A core team evolved in July, and after meeting weekly for two months on Zoom calls, team member Dr. Kelvin Ramirez, who is also a core faculty member of the Expressive Therapies Division of Lesley University, began making inquiries about bringing a group of us down to work with asylum seekers in Juarez, Mexico. Kelvin had already made several trips to the region himself and made a connection with Enrique Valenzuela, head of COESPO, the civil protection services in Chihuahua State which promotes and coordinates the city population, the right to health protection, education, work, housing, the equality of men and women, and the protection and economic and social well-being of families. He is also the director of Ciudad Juarez’s Centro de Atención a Migrantes, a migrant transition agency operated by the Chihuahua state government. Kelvin also contacted Lucca De Alva who works for Organización Mundial por la Paz (World Peace Organization) and the Servicios Educativos del Estado de Chihuahua (Educational Services of the State of Chihuahua), that currently provide services to refugees/asylum seekers in Juarez shelters. In October 2019 Kelvin began taking trips to Juarez to both assess needs and create networks to begin trauma informed expressive arts therapy groups in shelters and a training program for volunteers in the region. In December 2019, Voces Arts and Healing practitioners began traveling to Mexico in teams of as many as ten practitioners, to work with refugees in nine shelters in Juarez and begin training programs in the region.

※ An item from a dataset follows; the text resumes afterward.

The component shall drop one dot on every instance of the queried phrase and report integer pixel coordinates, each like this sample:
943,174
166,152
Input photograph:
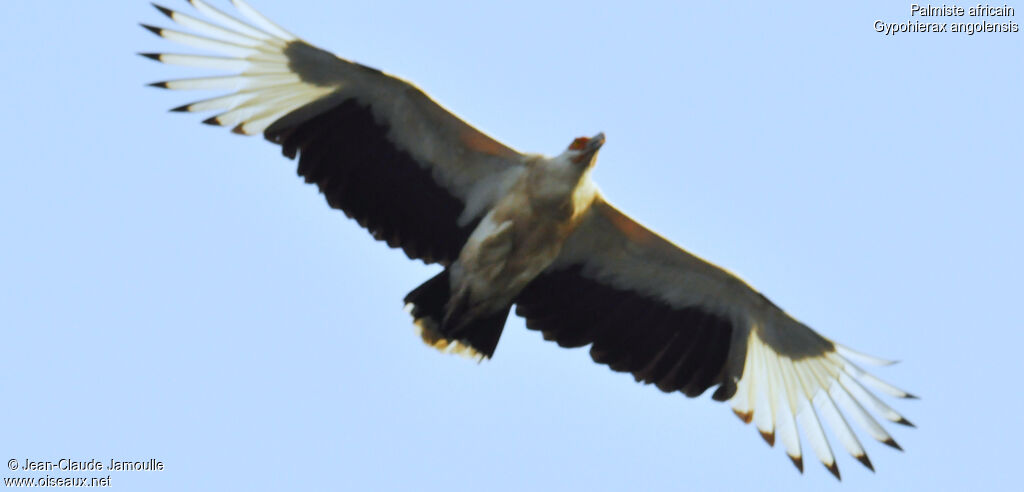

Co Carew, Ph.D., LICSW, President of Voces Arts and Healing. Co’s dissertation title was “The Moccasin Project, Understanding a Sense of Place through Indigenous Art and Stories.” This study will be used in the future to develop specific trauma reduction interventions, grounded in one’s cultural resilience. Co has woven her Mescalero Apache knowledge into her professional and academic work, and as a result, has developed culturally rich curriculum and mental health interventions. Over the past 20 years, Co has worked as an educator and counselor at the Salish Kootenai College, a tribal college located on the Flathead Indian reservation in Northwest Montana. During her tenure, she developed the first accredited Social Work Program offered at a Tribal College. Studying Expressive Arts at a doctoral level has encouraged Co to deepen an understanding of arts-based interventions, specifically in the context of Native American communities. She has joined Arts-Based and Indigenous Research methods to make visible, abstract and complex ideas. She is also the mother of two beautiful daughters, who simultaneously acquired an undergraduate nursing degree, a chemistry degree, and a doctorate in Expressive Therapies, respectively.
Mitchell Kossak, Ph.D., LMHC, REAT, is a Professor and former director in the Expressive Therapies program at Lesley University, Cambridge, Massachusetts. He is a licensed clinical counselor and registered expressive arts therapist and has presented his work and research on rhythmic attunement, improvisation, psychospiritual and community-based approaches to working with trauma at conferences nationally and internationally in China, South Korea, Japan, Turkey, Argentina, Guatemala, and Israel. Dr. Kossak has trained in a variety of mind body modalities including Polarity Therapy, Craniosacral Therapy, Deep Tissue Massage and Bioenergetics. He has training in, music therapy, experimental theater, psychodrama, and authentic movement. He is the past President for the International Expressive Arts Therapy Association and the Associate Editor of the International Journal of Applied Arts and Health. He is the author of Attunement in Expressive Arts Therapy: Toward an Understanding of Embodied Empathy. He is also a professional musician, performing for the past 35 years in the Boston area.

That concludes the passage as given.